Flag that sets whether a simulation will automatically save a checkpoint file every few steps
	
.. code-block:: python

	sim.set_autosave_save_images_flag(False)
	
Flag that sets whether a simulation will automatically save images of the fields every few steps


.. code-block:: python

	sim.set_autosave_rate(40000)
	
Sets how often a simulation will automatically save checkpoints/images, if the respective flags are set.
	
.. code-block:: python

	sim.set_boundary_conditions("NEUMANN")
	
Sets the boundary conditions for a given sim. Options are as follows:

* "PERIODIC": Periodic boundary conditions
* "NEUMANN": Neumann (defined gradient at boundary) boundary conditions
* "DIRCHLET": Dirchlet (defined value at boundary) boundary conditions
* ["PERIODIC", "NEUMANN"]: A list defines different boundary conditions along each dimensions. In this case, it would have periodic boundary conditions along 
  the x axis, and Neumann boundary conditions along the y axis.
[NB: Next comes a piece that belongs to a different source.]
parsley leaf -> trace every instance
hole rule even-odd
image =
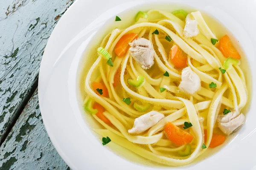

Other permutations of the previous three values are also permitted.

.. code-block:: python

	data = {
		
	}
	sim.set_user_data(data)
	
Sets engine-specific parameters, using a dictionary. For example, the Diffusion engine has one engine-specific parameter, D, which may be seen in the 
diffusion example code
	
.. code-block:: python

	sim.initialize_fields_and_imported_data()
	
This function initializes the size and content of fields based on the previously defined parameters, as well as initializes boundary conditions, 
loads data from TDB files, and creates and initializes the temperature field. Any changes you wish to make to field data must be done after 
calling this function!
	
.. code-block:: python

	for i in range(1):
	    sim.simulate(1000)
	    sim.plot_simulation()
		
Runs a simulation for 1000 time steps, then plots the fields using matplotlib to show the progress.